I cant remember if it was Chris Getz or someone else over looking Schaumburg but they did name the “most improved”, or “surprise player that has improved the most” guy as Blake Rutherford. I’ve never liked Rutherford never was sure what the sox saw in him as a no pop future corner outfielder but reports are saying he has tapped into his power…. color me skeptical but it would be a real nice development if true. I still think the sox bring in a lefty RF bat no matter what.

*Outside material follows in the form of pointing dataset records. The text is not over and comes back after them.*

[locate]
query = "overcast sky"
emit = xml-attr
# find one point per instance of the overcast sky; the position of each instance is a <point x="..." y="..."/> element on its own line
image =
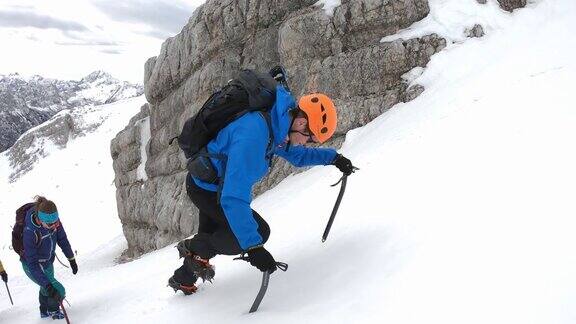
<point x="68" y="39"/>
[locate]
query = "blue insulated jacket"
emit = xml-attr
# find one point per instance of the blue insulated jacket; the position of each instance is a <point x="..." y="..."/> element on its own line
<point x="244" y="142"/>
<point x="40" y="245"/>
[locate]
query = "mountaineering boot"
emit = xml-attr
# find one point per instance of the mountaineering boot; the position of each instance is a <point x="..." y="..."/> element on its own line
<point x="195" y="264"/>
<point x="186" y="289"/>
<point x="200" y="267"/>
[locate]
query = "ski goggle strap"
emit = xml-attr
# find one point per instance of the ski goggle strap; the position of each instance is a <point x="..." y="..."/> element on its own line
<point x="48" y="218"/>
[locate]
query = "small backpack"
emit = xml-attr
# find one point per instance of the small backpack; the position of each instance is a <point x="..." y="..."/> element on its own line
<point x="18" y="229"/>
<point x="248" y="91"/>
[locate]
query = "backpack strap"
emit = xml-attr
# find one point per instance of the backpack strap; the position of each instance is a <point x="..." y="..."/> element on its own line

I’m not sold on Vaughn as a bat only guy when he’s more of a doubles hitter than home run hitter, but if him at DH is our biggest offensive concern next season, things will be looking pretty darn good.


Most sources have him at 65 rating for power so I would say he is a doubles AND home run type hitter.

As Cirensica

It was fun. Definitely. We were supposed to improve, not to win, and we made it to the play off. My only quibbler was that I think Hahn didn’t provide Renteria the best roster to succeed in the playoff. Rodon had no business being in the roster. Detwiler or Lopez would have been better options. And Zack Collins? Another player I wouldn’t have included in the roster. Collins has no business in the majors.

Now it comes the off season, and even though it is early to start off-season planning. From the current players coming off the book, I would try to keep Colome and McCann. The rest can go. Hahn should go after a RF, a starting pitcher, and probably one high leverage reliever.


There are always going to be “what ifs” for this sort of game, but the big one for me, and the one out of Renteria’s control, is Crochet. The bullpen management was always going to be a bit chaotic, but this just took it to another level. It really just felt like it knocked everything out of sync. Bummer had to come in in very odd circumstances and I wonder if it is part of the reason he wasn’t sharp—it certainly didn’t help. And every other pitcher, same story. If Crochet gets a clean 2nd (and 3rd?) and Renteria can set up the bullpen in a more, erm, calm way, it just *feels* like it would have had a major impact.

Of course, who knows. And you’ve still got to find a way to win through adversity. It’s not like the Sox didn’t have chances. It was pretty disappointing to see this offense only score 10 runs in 3 games with as bad as the A’s pitching was.

Anyway—I’m hoping for the best for Crochet. He was so fun to watch this year.


Renteria panicked. It would have been awful if the Sox were protecting a 2 run lead in the late innings as he used up his high leverage guys in the 3-5 innings. Either way, the hitters couldn’t get a big hit and the pitchers seemed out of sync, so it bailed him out.